Many thanks, Anthony. Because the 2014 paper is superseded by his 2015 paper.
Sorry, I didn’t spend the $35.95 to read the 2015 version ! Hope the new evidence is worth the price ……
(Do I recall a post on the reproducibility problem ?)
Touche re reproducibility, Anthony!
To be a little more serious : two points, Charles .
1. Shouldn’t we compare not only the trajectory of married couples who have cohabited with married couples who have not, but also married couples who have cohabited with couples who continue to cohabit without marrying ?
2. If it is indeed true that cohabiting before marriage is associated with higher breakdown than marriage without cohabitation, we also need to ask why a couple having cohabitated should decide to marry. It is presumably because they have a reason : ie, that something will change.
This something may be practical (eg, for tax reasons, to facilitate getting a mortgage, or because their rich moralising uncle is about to write his death-bed will), in which case the redefined relationship becomes merely a consequence of these external factors.
Or it may be more “internal”, emotional or symbolic ( eg, “we now want to commit ourselves more deeply”), in which case the decision creates new expectations which can lead to later disillusion. So it’s not that surprising that the relationships don’t all last.
However, they may well last longer than by cohabitation alone (my point 1).
Anthony: many thanks.

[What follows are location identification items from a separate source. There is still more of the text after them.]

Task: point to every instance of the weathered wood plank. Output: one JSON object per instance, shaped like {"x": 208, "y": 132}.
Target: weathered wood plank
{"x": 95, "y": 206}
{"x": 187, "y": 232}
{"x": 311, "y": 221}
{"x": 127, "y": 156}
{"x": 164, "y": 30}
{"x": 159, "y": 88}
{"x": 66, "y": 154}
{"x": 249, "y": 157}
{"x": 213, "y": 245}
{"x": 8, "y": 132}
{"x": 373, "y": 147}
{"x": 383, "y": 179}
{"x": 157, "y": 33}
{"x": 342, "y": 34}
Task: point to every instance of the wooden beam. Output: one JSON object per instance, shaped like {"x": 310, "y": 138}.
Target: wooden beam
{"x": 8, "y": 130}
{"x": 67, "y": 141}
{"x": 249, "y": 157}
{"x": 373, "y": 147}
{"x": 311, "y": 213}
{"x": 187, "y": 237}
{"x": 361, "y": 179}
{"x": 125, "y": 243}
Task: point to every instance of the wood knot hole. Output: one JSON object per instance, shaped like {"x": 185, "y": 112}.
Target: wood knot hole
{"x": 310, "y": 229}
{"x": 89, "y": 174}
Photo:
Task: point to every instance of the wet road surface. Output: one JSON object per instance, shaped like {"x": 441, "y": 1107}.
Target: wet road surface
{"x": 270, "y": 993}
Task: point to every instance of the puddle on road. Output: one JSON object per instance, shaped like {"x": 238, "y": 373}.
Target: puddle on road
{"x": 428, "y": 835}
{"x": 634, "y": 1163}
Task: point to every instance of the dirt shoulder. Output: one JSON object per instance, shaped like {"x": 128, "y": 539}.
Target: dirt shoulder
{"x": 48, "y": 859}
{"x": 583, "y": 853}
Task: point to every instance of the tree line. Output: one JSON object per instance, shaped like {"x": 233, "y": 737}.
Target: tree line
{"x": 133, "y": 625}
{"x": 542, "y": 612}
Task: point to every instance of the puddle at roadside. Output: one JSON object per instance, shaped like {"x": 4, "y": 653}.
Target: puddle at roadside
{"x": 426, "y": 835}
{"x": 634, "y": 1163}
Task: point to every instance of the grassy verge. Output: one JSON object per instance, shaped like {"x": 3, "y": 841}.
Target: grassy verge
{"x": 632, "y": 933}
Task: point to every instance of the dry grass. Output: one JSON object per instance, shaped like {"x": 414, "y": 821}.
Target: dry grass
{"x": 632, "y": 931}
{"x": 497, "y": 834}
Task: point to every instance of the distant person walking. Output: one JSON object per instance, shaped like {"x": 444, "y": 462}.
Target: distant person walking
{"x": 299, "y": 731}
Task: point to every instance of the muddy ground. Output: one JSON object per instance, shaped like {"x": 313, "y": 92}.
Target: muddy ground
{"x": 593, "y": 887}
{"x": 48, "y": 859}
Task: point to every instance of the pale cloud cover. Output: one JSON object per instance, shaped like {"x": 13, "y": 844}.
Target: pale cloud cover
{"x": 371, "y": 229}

Both of your queries are indeed important, but I don’t see that any conceivable answer to either or both of them would disturb the very limited point that I made in the post.
As to (1): as a general rule, cohabitors report poorer relationships than married partners: Brown SL and Booth A (1996) Cohabitation versus marriage: A comparison of relationship quality, Journal of Marriage and the Family 58, 668-678; Nock SL (1995) A comparison of marriages and cohabiting relationships, Journal of Family Issues 16; 53-76; Brown S: Relationship Quality Dynamics of Cohabiting Unions (2003) Journal of Family Issues 24(5): 583-601.
As to (2): don’t know. I suspect that there are two main types of reason: (a) The ‘Four Weddings and a Funeral’ reason: you live with someone for a while, run out of things to say, and get married because, for a while, it gives you something to talk about, or because it fosters the comfortable delusion that you’re going somewhere: humans don’t like stasis. And (b) Children. So there are reasons that predispose to instability, and reasons that predispose to stability. But the reasons don’t matter for the purposes of my argument because, in the cohorts examined in the cited studies, and presuming that the subject selection was methodologically sound, all reasons were no doubt represented. The end result was what it was, having been generated by – and thus taking into account – all those reasons.
Could the fact that religious couples are less likely to live together before marriage and less likely to divorce be skewing the results?
I’d like to see the same study results but only including secular couples.
Sam
Sam: thank you. That issue was taken into account in considering the importance of ‘selection into cohabitation’.